Short intro to the text formatting options in R markdown
I recommend using the R markdown cheatsheet R markdown cheatsheet and the following website for an instruction.
Here you can find more cheatsheets.
Header font size can be defined with hashtags:
One #: In R markdown the header font size depends on the number of hashtags
Two ##: Introduction
Three ###: Sub section headers require an additional hashtag
To begin a new paragraph you need to write two spaces after the last sentence of the previous paragraph. Otherwise even a sentence distributed over several lines will become flow text on the same line.
In this part text can be formated as italic, bold or italic and bold by using different numbers of "*" at the start and the end of the word/s you want to format.
With these brackets [] you can link different sections of your text. If the [] brackets are followed by the link in these bracket () you can add links to the text.

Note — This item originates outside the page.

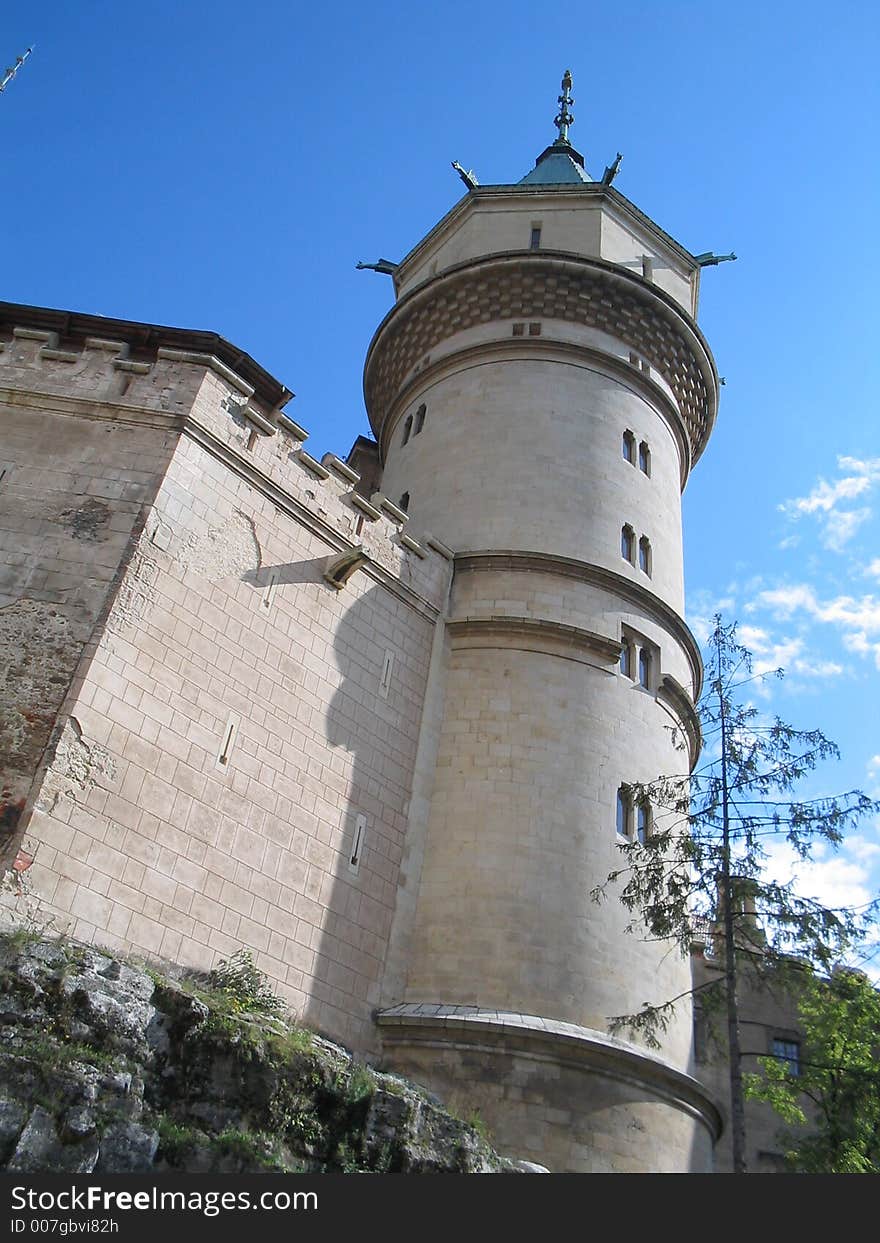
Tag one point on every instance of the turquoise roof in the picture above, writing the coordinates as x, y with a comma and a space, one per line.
558, 165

For example to refer to the [Introduction] or an online article
Using R code in R markdown
Now let us use R code. R markdown uses so called ‘code chunks’ to use the R interface. The chunks behave exactly in the same way as normal R scripts that some of you might already have used. In a .rmd file a code chunk starts with the following line
>“`{r get covid-19 data}…
and ends with
>“`
To be honest I had to get used to these code chunks because they are different from the usual R script editor. You cannot see your graphs in the plot window on the lower right side in R studio or the output in the console down below. However, graphs and outputs are popping up directly below the code chunks. But after getting used to this and realising that the navigation through sections and from one code chunk is actually pretty easy with the button at the bottom left below the R markdown file.
I am now using R markdown for all my new projects and analyses.